CrossEncoderTokenizer
- class lightning_ir.cross_encoder.cross_encoder_tokenizer.CrossEncoderTokenizer(*args, query_length: int = 32, doc_length: int = 512, **kwargs)[source]
Bases:
LightningIRTokenizer
- __init__(*args, query_length: int = 32, doc_length: int = 512, **kwargs)[source]
LightningIRTokenizer
for cross-encoder models.

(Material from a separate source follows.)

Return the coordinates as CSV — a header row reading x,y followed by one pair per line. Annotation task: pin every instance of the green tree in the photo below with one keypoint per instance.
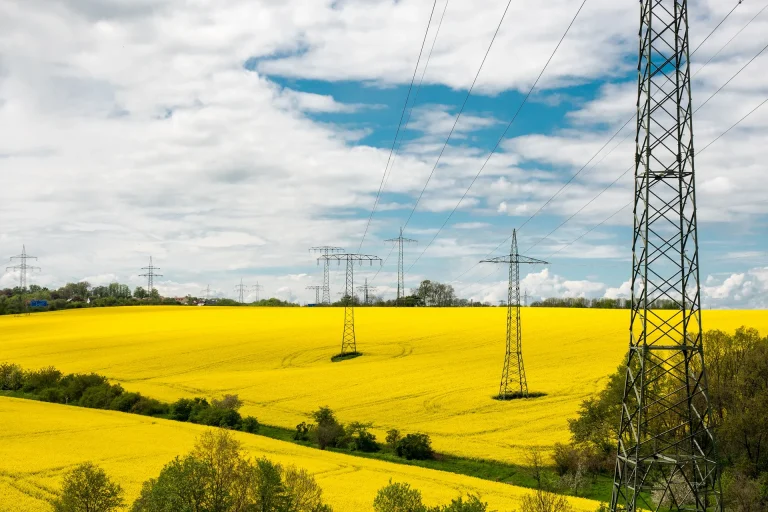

Encodes queries and documents jointly and ensures that the input sequences are of the correct length.- Parameters:
query_length (int, optional) – Maximum number of tokens per query, defaults to 32
doc_length (int, optional) – Maximum number of tokens per document, defaults to 512
Methods
__init__
(*args[, query_length, doc_length])LightningIRTokenizer
for cross-encoder models.tokenize
([queries, docs, num_docs])Tokenizes queries and documents into a single sequence of tokens.
Attributes
- config_class
Configuration class for the tokenizer.
alias of
CrossEncoderConfig
- classmethod from_pretrained(model_name_or_path: str, *args, **kwargs) Self
Loads a pretrained tokenizer. Wraps the transformers.PreTrainedTokenizer.from_pretrained method to return a derived LightningIRTokenizer class. See
LightningIRTokenizerClassFactory
for more details.>>> Loading using model class and backbone checkpoint >>> type(BiEncoderTokenizer.from_pretrained("bert-base-uncased")) ... <class 'lightning_ir.base.class_factory.BiEncoderBertTokenizerFast'> >>> Loading using base class and backbone checkpoint >>> type(LightningIRTokenizer.from_pretrained("bert-base-uncased", config=BiEncoderConfig())) ... <class 'lightning_ir.base.class_factory.BiEncoderBertTokenizerFast'>
- Parameters:
model_name_or_path (str) – Name or path of the pretrained tokenizer
- Raises:
ValueError – If called on the abstract class
LightningIRTokenizer
and no config is passed- Returns:
A derived LightningIRTokenizer consisting of a backbone tokenizer and a LightningIRTokenizer mixin
- Return type:
- tokenize(queries: str | Sequence[str] | None = None, docs: str | Sequence[str] | None = None, num_docs: Sequence[int] | int | None = None, **kwargs) Dict[str, BatchEncoding] [source]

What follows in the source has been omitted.